Why go? Thanks to the upper terminal being fitted with an observation deck, two restaurants – including the lauded Sky Bistro – and an interactive educational display, a trip on the Gondola is much more than breathtaking views.
What is it? Downtown Banff is tiny but powerful, with impressive peaks visible from every angle of Banff Ave beyond its quaint and lodge-like boutiques, restaurants and watering holes.
Why go? Between the locally sourced art, food and even craft beers, the high street has something for every mood or time of day. Try Alberta steak at The Maple Leaf or some of the hometown tipple at Banff Ave Brewing Co.
What is it? A store selling eponymous pastries made with hand-stretched dough, flattened and fried to resemble the broad tail of Canada’s national animal before being topped with sugar, cinnamon, fruit, chocolate fudge, or whatever other sweet treat you might fancy.
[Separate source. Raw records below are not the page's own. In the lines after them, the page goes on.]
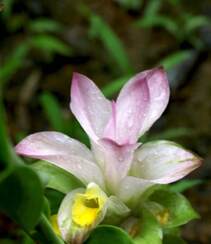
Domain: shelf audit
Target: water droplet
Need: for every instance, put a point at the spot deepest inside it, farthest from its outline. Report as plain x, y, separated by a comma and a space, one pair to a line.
79, 166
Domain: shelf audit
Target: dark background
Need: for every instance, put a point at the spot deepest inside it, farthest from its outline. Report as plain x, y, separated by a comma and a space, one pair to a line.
42, 42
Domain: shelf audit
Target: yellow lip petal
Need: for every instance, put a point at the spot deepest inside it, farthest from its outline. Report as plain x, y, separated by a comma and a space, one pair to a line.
87, 207
54, 224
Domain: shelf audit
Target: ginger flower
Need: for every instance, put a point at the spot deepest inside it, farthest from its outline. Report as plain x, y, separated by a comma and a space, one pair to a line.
117, 162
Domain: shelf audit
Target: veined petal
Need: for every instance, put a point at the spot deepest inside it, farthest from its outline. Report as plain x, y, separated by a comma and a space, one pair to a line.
163, 162
131, 188
89, 106
80, 211
116, 211
130, 110
63, 152
115, 160
158, 85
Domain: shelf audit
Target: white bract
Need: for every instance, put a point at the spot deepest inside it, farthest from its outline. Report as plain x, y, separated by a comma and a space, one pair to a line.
117, 163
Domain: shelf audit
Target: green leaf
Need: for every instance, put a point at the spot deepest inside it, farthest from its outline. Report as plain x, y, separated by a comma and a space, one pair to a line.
150, 230
45, 25
53, 111
174, 59
184, 185
195, 22
105, 234
171, 239
178, 208
130, 4
152, 8
22, 197
55, 177
14, 61
159, 21
50, 44
101, 30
Why go? Less ubiquitous than Tim Hortons or poutine but just as quintessentially Canadian, BeaverTails are a warm and fluffy comfort on a snowy day.
What is it? The Johnston Canyon ice walk is a favorite for visitors between December and April. Hikers need snowshoes or ice cleats to take it on but can either go solo or as part of a guided tour.
Why go? For obvious reasons, this is a winter-only activity. However, if you are willing to brave the low temperatures, expect to see sparkling frozen waterfalls and otherworldly green mineral springs known as the Ink Pots.
What is it? The loftiest and snowiest of the ‘big three’ ski resorts in Banff National Park is just a 20-minute drive from Banff’s downtown.
Why go? For aficionados of the slopes, Sunshine Village will never fail to impress. It’s the highest elevated resort in all of Canada (at 2,730m) and therefore boasts an exceptionally long ski season. To be extra close to the action, stay at the Sunshine Mountain Lodge, Banff’s only ski-in, ski-out hotel.
What is it? No one really knows. However, best bets are that this bizarre, tiny ‘sea monster’ is a Doctor Moreau-style creature assembled from various other taxidermied animals and made to look like a merman. The exhibit, located in the Banff Indian Trading Post, is likely more than 100 years old.
Why go? Certainly a unique experience, meeting the mummified ‘merman’ is a great addition for those looking to break up the scenic sights with something off-the-wall – and shrouded in mystery.
What is it? After a pair of dams were built in the first half of the twentieth century, the former Minnewanka Village was engulfed by rising waters. Its remaining structures can now only be seen by certified scuba divers (or trainees accompanied by one).
Why go? If you’re willing to brave the chill in the water, you will have the chance to explore the underwater ghost town – from house foundations to cellars, sidewalks and even a chimney – 1,450m above sea level.
What is it? There are several mountains around Banff with summits that can be reached without equipment, simply by way of hiking – and possibly some scrambling.
Why go? You may need a whole day to do some of the higher-altitude summit hikes, but there is nothing like feeling as if you’re touching the clouds after pushing yourself to the top. Block out up to six hours to top Mount Fairview, and eight for Cirque Peak.